To measure infants’ intention to communicate, the researcher measured how many ‘vocalisations’ infants made to the experimenter. As predicted, infants made a greater effort to communicate, making more ‘vocalisations’, when the adult made direct eye contact – and individual infants who made longer vocalisations also had higher brainwave synchrony with the adult.

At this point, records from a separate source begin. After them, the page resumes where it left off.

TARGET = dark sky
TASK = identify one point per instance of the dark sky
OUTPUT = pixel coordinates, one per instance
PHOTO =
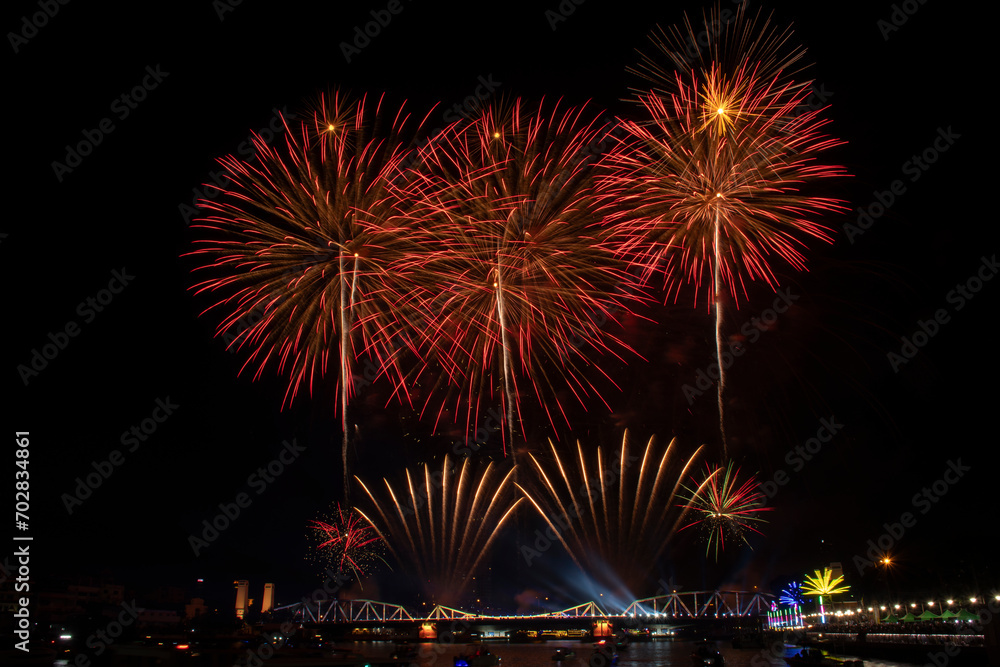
(213, 76)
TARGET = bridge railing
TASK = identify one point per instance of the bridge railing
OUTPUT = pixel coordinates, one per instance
(690, 604)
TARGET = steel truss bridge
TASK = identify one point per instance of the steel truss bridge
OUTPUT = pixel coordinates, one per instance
(673, 608)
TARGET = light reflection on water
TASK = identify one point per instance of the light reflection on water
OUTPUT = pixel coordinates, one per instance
(660, 653)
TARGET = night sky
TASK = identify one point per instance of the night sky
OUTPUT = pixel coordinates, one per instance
(116, 220)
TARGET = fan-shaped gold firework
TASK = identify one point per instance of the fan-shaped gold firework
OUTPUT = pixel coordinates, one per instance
(624, 529)
(444, 522)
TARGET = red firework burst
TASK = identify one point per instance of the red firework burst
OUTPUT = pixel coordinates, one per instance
(347, 542)
(303, 243)
(724, 506)
(715, 183)
(523, 276)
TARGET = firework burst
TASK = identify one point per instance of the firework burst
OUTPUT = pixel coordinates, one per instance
(823, 583)
(346, 542)
(624, 529)
(724, 507)
(443, 522)
(303, 246)
(792, 595)
(715, 179)
(524, 275)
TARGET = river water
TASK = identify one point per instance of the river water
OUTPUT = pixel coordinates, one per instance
(660, 653)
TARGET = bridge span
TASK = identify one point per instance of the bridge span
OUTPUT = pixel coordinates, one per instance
(677, 609)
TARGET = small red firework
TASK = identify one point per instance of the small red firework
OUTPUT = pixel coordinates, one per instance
(724, 506)
(347, 542)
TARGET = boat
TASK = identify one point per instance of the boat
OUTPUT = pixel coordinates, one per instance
(814, 656)
(405, 652)
(481, 657)
(563, 654)
(607, 649)
(707, 656)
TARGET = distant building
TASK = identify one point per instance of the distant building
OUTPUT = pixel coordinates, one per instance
(268, 603)
(195, 608)
(242, 599)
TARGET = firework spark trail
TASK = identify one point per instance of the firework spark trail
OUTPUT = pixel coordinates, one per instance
(713, 179)
(724, 506)
(626, 539)
(448, 526)
(311, 235)
(523, 262)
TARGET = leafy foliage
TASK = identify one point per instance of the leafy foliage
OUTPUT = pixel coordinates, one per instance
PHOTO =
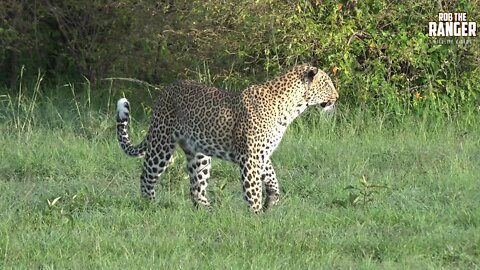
(377, 50)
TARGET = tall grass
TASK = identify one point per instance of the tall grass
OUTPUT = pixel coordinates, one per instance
(70, 198)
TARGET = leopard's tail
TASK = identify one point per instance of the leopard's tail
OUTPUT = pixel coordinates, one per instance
(123, 108)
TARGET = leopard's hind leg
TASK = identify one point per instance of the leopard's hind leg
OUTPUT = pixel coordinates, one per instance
(157, 158)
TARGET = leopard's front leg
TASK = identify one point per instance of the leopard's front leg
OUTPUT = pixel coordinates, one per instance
(250, 169)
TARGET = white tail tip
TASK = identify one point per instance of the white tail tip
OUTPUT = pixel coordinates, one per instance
(123, 107)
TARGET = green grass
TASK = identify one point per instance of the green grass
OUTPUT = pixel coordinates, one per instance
(426, 218)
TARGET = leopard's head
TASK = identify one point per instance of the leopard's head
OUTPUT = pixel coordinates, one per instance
(319, 88)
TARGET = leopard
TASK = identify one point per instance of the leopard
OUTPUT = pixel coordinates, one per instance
(244, 127)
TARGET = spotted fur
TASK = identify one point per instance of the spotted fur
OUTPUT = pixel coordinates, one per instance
(241, 127)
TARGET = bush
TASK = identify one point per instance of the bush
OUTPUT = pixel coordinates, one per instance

Speaker gaze increases information coupling between infant and adult brains

https://www.biorxiv.org/content/early/2017/11/24/108878

Abstract

When infants and adults communicate, they exchange social signals of availability and communicative intention such as eye gaze. Previous research indicates that when communication is successful, close temporal dependencies arise between adult speakers’ and listeners’ neural activity. However, it is not known whether similar neural contingencies exist within adult-infant dyads. Here, we used dual-electroencephalography to assess whether direct gaze increases neural coupling between adults and infants during screen-based and live interactions. In Experiment 1 (N=17), infants viewed videos of an adult who was singing nursery rhymes with (a) Direct gaze (looking forward); (b) Indirect gaze (head and eyes averted by 20 degrees); or (c) Direct-Oblique gaze (head averted but eyes orientated forward). In Experiment 2 (N=19), infants viewed the same adult in a live context, singing with Direct or Indirect gaze. Gaze-related changes in adult-infant neural network connectivity were measured using Partial Directed Coherence. Across both experiments, the adult had a significant (Granger)-causal influence on infants’ neural activity, which was stronger during Direct and Direct-Oblique gaze relative to Indirect gaze. During live interactions, infants also influenced the adult more during Direct than Indirect gaze. Further, infants vocalised more frequently during live Direct gaze, and individual infants who vocalized longer also elicited stronger synchronisation from the adult. These results demonstrate that direct gaze strengthens bi-directional adult-infant neural connectivity during communication. Thus, ostensive social signals could act to bring brains into mutual temporal alignment, creating a joint-networked state that is structured to facilitate information transfer during early communication and learning.